O veto europeu à carne brasileira está beneficiando os consumidores gaúchos, cuja gastronomia privilegia carnes e tem como ponto alto o churrasco de costela e derivados. Desde que a carne in natura produzida no Rio Grande do Sul passou a ser proibida pela União Européia (UE), os preços nos açougues e supermercados de Porto Alegre caíram 20%. Carnes nobres, como filés e contrafilés, estão sendo oferecidas a valores quase iguais ao de cortes menos nobres.

O diretor do Frigorífico Mercosul, Mauro Pilz, única indústria gaúcha atualmente habilitada a exportar carne bovina para países europeus, disse que os preços dos cortes nobres caíram logo na primeira semana de embargo da EU. “Carnes nobres, como filés e contrafilés tiveram uma redução de preço em 20%. Elas são as preferidas do mercado europeu. Não indo para lá, estão sendo ofertadas aqui por um preço mais reduzido, já que o consumidor brasileiro não tem o poder financeiro do consumidor da União Européia”, explicou Pilz.
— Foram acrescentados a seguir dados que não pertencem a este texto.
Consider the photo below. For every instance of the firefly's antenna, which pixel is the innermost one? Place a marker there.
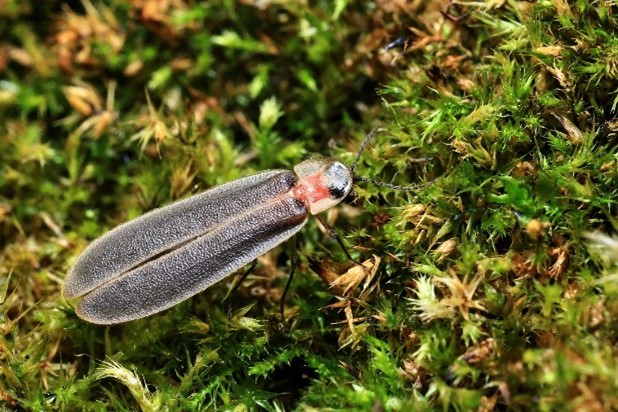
(361, 149)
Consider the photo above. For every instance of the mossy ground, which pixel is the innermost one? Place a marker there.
(497, 284)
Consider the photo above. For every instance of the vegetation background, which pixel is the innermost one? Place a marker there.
(494, 284)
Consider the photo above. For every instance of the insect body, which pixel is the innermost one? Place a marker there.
(170, 254)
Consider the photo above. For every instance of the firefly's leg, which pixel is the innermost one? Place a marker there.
(293, 262)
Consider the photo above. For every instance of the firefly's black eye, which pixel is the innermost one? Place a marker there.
(339, 181)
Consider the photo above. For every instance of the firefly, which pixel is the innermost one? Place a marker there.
(167, 255)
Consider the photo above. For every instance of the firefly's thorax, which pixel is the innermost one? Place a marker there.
(322, 183)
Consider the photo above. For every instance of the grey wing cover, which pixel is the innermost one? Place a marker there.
(129, 246)
(164, 282)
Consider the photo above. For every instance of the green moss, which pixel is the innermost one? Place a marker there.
(496, 287)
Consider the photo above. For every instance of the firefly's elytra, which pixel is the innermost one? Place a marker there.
(170, 254)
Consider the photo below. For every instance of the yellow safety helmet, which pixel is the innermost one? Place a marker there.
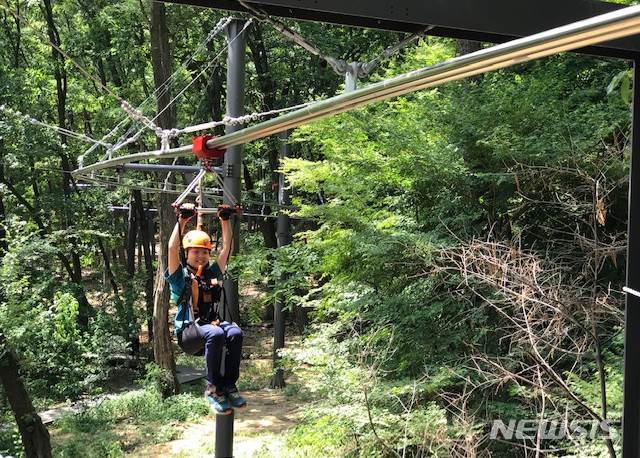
(197, 239)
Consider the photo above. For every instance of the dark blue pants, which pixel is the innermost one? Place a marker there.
(221, 372)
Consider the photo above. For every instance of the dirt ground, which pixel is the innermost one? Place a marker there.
(258, 428)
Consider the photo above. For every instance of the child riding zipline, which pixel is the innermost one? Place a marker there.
(196, 288)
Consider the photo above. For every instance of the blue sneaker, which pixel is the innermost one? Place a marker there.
(236, 399)
(218, 401)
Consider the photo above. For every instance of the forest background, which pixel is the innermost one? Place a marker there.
(458, 253)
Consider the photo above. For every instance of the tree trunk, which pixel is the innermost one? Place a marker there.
(4, 245)
(132, 234)
(284, 238)
(160, 59)
(35, 436)
(147, 240)
(107, 266)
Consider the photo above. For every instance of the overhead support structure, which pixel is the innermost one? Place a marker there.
(167, 168)
(599, 29)
(495, 21)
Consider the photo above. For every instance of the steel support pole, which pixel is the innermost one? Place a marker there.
(631, 406)
(351, 76)
(224, 435)
(233, 157)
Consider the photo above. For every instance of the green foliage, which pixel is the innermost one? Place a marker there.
(102, 430)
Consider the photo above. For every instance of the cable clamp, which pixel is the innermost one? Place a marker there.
(202, 152)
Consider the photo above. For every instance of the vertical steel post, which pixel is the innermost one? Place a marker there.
(233, 157)
(224, 435)
(631, 406)
(351, 76)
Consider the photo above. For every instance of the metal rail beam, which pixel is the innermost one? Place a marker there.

Segundo ele, os produtores tiveram 10% de redução na produção de carne in natura com a proibição européia. A expectativa do empresário é de que o embargo seja suspenso a partir do próximo dia 25, quando uma missão de técnicos do bloco europeu visita o Brasil para inspecionar os frigoríficos. Se o embargo for mantido nos termos europeus, ele prevê dificuldades para o setor exportador de carnes.

No ano passado, a empresa dirigida por Pilz teve uma experiência de embargo de exportação de carne para a Rússia, com quatro unidades impedidas de embarcar cortes para aquele país. A proibição gerou prejuízos de US$ 50 milhões em 2007. “A Rússia tem umas coisas estranhas”, explicou, referindo-se aos motivos do embargo. Para ele, a inspeção dos europeus pode significar a retomada daquele mercado. “É vantajoso em função do volume que eles compra”, justificou Pilz, sem revelar números.

Em novembro do ano passado, o frigorífico Mercosul, deu férias coletivas a 612 funcionários da unidade de Bagé, medida também adotada nos municípios de Capão do Leão e Alegrete. A empresa estava com 50% de capacidade ociosa.

O presidente da Federação da Agricultura do Rio Grande do Sul (Farsul), Carlos Sperotto, atribui a proibição de exportação da carne bovina a manobras da Irlanda, cujo rebanho de gado zebu concorre com o brasileiro na Europa. ” Vamos aguardar o desenrolar dos acontecimentos. Apostamos na ação dos Ministérios da Agricultura e Relações Exteriores para desfazer essas posições. A Europa é fundamental para as exportações brasileiras, particularmente no setor de carnes e vamos analisar as posições com serenidade e tentar reverter”, afirmou Sperotto.